「鎌倉文士村」ができたわけ(3)

菅虎雄、忠雄父子から鎌倉居住を斡旋された文士たち(1)

芥川龍之介(1892〜1927・小説家) -その1-
 小説「鼻」や「羅生門」などの作品で知られる芥川龍之介が、鎌倉に二度居住したことはよく知られています。しかし、二度目の居住地については旧来の見解と若干異なった要素がみられますので、ここでは二回に分けてその真偽について詳しく私見を述べて見ようと思います。
 芥川は大正5年(1916)12月、海軍機関学校の教授嘱託となりました。11月13日田端から、一高当時の師であった菅虎雄に宛てた書簡に、鎌倉に住んで横須賀へ通うため、便のよい下宿探しを依頼しています。
 そして松岡譲に宛てた12月2日消印の絵葉書には、表に「鎌倉海岸通野間栄三郎方 芥川生」とあり、「ここへ来た八畳の間でちやんとしてゐる 授業は火曜から」(『芥川龍之介全集 第10巻』 岩波書店)などとあって、11月末頃から海浜ホテル隣りの「野間西洋洗濯店(野間栄三郎方)」の離れに下宿しました。ところでこの史料のほかに、当時の別荘地鎌倉の物価高について卒直に書かれている興味深い書簡もあります。

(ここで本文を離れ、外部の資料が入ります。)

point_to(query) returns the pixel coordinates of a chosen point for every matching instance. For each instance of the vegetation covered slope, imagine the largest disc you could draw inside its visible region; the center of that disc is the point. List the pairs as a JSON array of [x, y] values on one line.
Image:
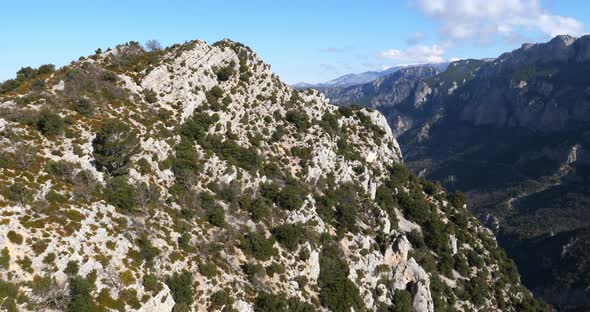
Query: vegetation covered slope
[[191, 178], [513, 133]]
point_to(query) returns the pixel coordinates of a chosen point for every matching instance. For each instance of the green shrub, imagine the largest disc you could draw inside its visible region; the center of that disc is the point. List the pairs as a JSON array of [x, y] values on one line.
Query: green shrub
[[8, 296], [72, 268], [290, 197], [19, 193], [225, 73], [14, 237], [456, 199], [81, 295], [384, 198], [290, 235], [114, 145], [5, 258], [266, 302], [253, 271], [151, 283], [62, 169], [220, 299], [85, 107], [147, 250], [337, 292], [197, 126], [150, 96], [258, 208], [216, 215], [233, 153], [216, 92], [415, 207], [208, 269], [180, 285], [299, 119], [184, 241], [416, 239], [275, 268], [257, 245], [121, 194], [50, 123]]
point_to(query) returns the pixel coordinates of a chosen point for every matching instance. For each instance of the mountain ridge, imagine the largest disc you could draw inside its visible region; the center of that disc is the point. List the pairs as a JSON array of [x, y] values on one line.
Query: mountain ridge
[[192, 178]]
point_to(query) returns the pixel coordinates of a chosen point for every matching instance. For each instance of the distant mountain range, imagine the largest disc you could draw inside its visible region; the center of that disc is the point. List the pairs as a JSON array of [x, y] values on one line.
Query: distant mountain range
[[357, 79], [514, 134]]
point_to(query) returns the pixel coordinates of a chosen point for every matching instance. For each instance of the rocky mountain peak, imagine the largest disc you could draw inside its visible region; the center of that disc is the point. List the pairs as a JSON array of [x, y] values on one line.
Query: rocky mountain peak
[[192, 178]]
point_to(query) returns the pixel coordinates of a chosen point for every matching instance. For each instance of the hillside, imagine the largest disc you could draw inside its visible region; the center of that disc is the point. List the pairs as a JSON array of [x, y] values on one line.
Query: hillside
[[192, 178], [512, 132]]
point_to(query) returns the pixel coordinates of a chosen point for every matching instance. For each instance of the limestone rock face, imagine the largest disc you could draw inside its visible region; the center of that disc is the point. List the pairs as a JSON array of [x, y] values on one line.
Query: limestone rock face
[[239, 192]]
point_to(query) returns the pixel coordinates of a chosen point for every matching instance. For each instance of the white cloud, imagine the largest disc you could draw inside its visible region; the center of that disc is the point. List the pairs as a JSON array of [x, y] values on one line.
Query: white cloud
[[416, 38], [486, 20], [416, 54]]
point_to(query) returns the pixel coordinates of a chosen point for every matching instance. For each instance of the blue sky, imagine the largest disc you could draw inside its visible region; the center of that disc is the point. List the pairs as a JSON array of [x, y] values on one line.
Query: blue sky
[[303, 40]]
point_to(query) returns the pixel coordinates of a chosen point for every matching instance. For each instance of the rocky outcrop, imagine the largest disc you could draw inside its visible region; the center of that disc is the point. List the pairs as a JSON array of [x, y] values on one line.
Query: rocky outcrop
[[230, 190]]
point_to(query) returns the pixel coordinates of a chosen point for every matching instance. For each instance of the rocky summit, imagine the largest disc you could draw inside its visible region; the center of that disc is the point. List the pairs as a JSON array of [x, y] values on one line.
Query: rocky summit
[[514, 134], [192, 179]]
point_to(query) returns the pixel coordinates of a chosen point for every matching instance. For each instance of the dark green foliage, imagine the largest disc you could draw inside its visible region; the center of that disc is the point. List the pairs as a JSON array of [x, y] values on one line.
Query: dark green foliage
[[216, 92], [152, 283], [434, 236], [415, 206], [150, 96], [275, 268], [337, 292], [443, 296], [185, 163], [63, 170], [50, 124], [24, 74], [14, 237], [290, 235], [225, 73], [402, 301], [476, 289], [258, 208], [456, 199], [446, 264], [81, 295], [184, 241], [233, 153], [216, 215], [299, 119], [72, 268], [19, 193], [8, 296], [384, 198], [291, 196], [416, 239], [180, 285], [85, 107], [221, 298], [5, 258], [461, 265], [257, 245], [399, 175], [329, 123], [345, 111], [266, 302], [121, 194], [208, 269], [340, 207], [146, 249], [114, 145], [197, 126]]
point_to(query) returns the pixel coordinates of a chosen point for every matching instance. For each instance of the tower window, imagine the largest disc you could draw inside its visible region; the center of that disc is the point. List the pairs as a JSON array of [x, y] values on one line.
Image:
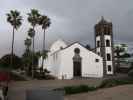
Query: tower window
[[108, 43], [109, 68], [96, 60], [98, 43], [108, 57], [98, 53]]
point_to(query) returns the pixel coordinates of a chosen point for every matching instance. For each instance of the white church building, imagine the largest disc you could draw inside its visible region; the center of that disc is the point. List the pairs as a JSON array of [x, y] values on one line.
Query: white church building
[[74, 60]]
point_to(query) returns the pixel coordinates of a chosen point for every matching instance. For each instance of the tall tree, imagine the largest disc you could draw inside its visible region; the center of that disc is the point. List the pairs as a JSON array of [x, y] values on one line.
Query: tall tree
[[15, 19], [44, 21], [27, 43], [33, 18]]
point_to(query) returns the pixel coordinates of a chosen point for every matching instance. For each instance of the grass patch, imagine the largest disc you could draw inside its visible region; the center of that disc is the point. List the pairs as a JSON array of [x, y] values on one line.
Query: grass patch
[[76, 89], [69, 90], [115, 82]]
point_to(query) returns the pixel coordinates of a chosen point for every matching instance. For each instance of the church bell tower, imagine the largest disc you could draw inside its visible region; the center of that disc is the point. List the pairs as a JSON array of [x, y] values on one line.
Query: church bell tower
[[104, 45]]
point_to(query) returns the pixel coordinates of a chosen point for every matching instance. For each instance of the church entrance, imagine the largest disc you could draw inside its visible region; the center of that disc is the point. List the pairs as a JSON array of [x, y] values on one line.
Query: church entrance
[[77, 69], [77, 63]]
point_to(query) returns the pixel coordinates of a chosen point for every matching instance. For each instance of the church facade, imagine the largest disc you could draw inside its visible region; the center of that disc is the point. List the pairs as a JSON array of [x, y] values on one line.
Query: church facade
[[74, 60]]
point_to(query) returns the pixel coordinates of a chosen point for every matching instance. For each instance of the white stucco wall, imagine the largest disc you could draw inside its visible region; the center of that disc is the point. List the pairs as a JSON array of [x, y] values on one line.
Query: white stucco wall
[[90, 68], [60, 63]]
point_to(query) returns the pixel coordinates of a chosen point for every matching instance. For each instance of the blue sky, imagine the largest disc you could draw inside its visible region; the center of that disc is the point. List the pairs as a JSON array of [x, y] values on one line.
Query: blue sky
[[72, 20]]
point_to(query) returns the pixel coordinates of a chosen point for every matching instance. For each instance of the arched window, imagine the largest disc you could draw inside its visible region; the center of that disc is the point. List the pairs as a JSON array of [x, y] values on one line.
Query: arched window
[[108, 43], [77, 50], [108, 57], [109, 68]]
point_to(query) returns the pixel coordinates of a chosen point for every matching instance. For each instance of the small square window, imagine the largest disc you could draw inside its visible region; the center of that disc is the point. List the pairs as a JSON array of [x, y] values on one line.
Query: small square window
[[96, 60], [109, 68], [108, 57]]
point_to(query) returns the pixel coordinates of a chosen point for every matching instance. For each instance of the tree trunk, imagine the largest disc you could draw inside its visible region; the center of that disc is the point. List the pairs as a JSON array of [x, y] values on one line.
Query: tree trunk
[[43, 50], [12, 48], [118, 61], [33, 39]]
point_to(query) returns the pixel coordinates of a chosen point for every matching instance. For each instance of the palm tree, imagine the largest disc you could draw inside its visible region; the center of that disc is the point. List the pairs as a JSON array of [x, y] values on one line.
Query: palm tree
[[15, 20], [33, 18], [27, 43], [26, 55], [44, 21]]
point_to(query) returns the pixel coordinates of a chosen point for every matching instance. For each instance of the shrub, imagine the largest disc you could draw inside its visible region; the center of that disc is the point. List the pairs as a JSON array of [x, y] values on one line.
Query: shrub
[[130, 73]]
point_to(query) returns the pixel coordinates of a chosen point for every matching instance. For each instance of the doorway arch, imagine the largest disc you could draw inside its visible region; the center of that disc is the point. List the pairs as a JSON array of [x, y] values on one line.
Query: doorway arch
[[77, 63]]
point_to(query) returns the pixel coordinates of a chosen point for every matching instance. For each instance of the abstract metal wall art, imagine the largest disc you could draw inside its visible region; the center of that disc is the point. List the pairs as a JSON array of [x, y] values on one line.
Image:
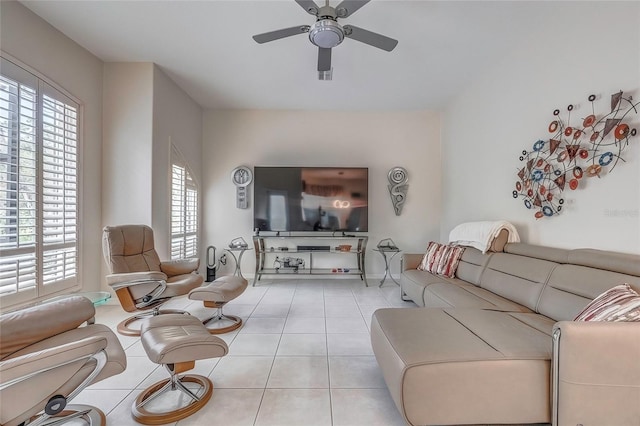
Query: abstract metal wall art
[[588, 147], [398, 187]]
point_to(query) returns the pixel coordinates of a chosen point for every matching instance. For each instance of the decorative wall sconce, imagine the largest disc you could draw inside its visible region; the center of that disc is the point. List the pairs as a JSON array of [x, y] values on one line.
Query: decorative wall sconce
[[398, 187], [242, 177]]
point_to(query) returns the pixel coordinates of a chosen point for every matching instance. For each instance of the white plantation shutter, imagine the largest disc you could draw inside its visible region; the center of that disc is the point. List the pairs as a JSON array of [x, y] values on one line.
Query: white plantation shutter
[[184, 210], [38, 187], [59, 190]]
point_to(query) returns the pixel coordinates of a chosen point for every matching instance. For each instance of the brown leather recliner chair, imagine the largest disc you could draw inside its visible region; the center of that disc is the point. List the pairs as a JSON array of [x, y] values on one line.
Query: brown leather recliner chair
[[141, 281], [47, 356]]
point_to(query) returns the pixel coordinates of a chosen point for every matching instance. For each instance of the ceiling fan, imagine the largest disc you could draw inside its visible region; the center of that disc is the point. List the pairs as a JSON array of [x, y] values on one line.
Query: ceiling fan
[[327, 33]]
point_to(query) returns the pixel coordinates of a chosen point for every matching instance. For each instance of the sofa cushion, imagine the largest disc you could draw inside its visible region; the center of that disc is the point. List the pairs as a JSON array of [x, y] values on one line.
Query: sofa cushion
[[620, 303], [517, 278], [455, 293], [572, 287], [413, 283], [432, 359], [472, 264], [431, 257], [441, 259]]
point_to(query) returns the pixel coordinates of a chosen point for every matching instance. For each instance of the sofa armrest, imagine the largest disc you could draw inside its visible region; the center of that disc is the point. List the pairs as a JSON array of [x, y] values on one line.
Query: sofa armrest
[[27, 365], [179, 266], [596, 373], [411, 260], [27, 326]]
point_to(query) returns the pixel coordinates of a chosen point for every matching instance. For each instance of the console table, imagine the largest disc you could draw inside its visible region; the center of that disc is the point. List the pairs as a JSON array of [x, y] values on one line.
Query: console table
[[279, 248]]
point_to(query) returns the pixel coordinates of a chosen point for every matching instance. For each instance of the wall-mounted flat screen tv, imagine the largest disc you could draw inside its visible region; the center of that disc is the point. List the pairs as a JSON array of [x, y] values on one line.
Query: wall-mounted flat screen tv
[[299, 199]]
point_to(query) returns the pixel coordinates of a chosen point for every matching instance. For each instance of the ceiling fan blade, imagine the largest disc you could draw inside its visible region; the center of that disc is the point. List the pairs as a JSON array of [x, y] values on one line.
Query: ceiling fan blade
[[370, 38], [349, 7], [278, 34], [324, 59], [310, 6]]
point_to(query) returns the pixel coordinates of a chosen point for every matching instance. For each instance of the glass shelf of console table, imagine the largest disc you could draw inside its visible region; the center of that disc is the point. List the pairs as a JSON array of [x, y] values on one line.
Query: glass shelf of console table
[[329, 245]]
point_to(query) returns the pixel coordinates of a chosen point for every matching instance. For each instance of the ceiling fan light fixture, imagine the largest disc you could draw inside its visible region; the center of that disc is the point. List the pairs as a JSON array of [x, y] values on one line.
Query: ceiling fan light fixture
[[326, 33], [325, 75]]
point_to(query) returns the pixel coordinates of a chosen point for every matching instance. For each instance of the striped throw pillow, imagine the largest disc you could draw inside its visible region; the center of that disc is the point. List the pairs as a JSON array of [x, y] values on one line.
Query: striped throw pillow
[[441, 259], [620, 303]]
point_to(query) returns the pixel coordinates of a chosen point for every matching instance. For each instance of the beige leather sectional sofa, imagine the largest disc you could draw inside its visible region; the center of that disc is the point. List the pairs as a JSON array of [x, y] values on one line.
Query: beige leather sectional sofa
[[498, 344]]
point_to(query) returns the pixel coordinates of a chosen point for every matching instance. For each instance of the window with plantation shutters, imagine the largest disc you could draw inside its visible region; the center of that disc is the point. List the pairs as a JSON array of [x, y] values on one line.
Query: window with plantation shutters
[[184, 210], [39, 140]]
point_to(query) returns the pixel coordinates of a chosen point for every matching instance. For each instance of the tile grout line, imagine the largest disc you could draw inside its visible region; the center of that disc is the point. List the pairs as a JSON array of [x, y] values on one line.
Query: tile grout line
[[264, 390], [326, 341]]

さらに、「東京市本郷区本郷五丁目廿一 新思潮社内」の松岡譲に宛てた12月5日消印の葉書によると「僕の所は和田塚の電車停車場からすぐだ」とあって(前掲書)、この図から彼が最初に住んだ下宿を推測すると、だいたい現在の由比ガ浜4−6−9辺りかと思われます。
 ところで「野間西洋洗濯店」は、『現在の鎌倉』に「▲西洋洗濯」として「野間栄郎」と記されています。地図からするとこの洗濯店は海浜ホテルの隣にあったので、ホテルとも何らかの関係があったことが伺えます。そしてその点からすれば、芥川の当地居住についても、菅を通じて同ホテル支配人でもあった小林米珂が介在したのではないかとも推察できましょう。


写真1
芥川最初の居住地(▲の所が推定地)
地図「鎌倉 KAMAKURA」大正8年11月15日
鎌倉同人会発行(部分)(神奈川県立図書館蔵)


写真2
海軍機関学校(絵葉書)(大坪元昭氏蔵)

 なお、菅忠雄(1899〜1942・小説家・編集者)は虎雄の二男です。大正2年逗子開成中学校に入学。5年末頃から近くに住んだ芥川が、虎雄の依頼で彼の家庭教師をしていました。上智大学を中退後、父を通じて久米正雄、菊池寛を知り、文藝春秋社に入社して『オール読物』の編集長等も勤めたといいます。また、『文芸時代』創刊号からの同人です。昭和17年没。享年44歳でした。
 このあと芥川は大正6年(1917)9月14日から一時横須賀に転居しました(6年9月13日 芥川書簡)。しかし、芥川は結婚が決まったようで、再び鎌倉に転居すべく忠雄に家探しを依頼しました(12月26日 芥川書簡)。
 翌7年芥川は鎌倉の「乱橋と停車場との中間にある寂しい通り」に間数の広い借家を選び、3月29日にその「鎌倉町、大町、字辻、小山別邸内」に引越しました(7年3月11日・29日芥川書簡・前掲書)。
 芥川が新婚時代に住んだ「小山別邸」とは、明治45年刊行の『現在の鎌倉』に「同(鎌倉町)大町辻 同(東京)四谷、霞 土木請負 小山新助」とあるのがそれでしょうか。彼の随筆「身のまはり」には、鎌倉の辻という「或実業家の別荘の中に建つてゐた」借家に居たとありますので(『芥川龍之介全集 第8巻』 岩波書店)、一応この人物の別邸であったと推測できます。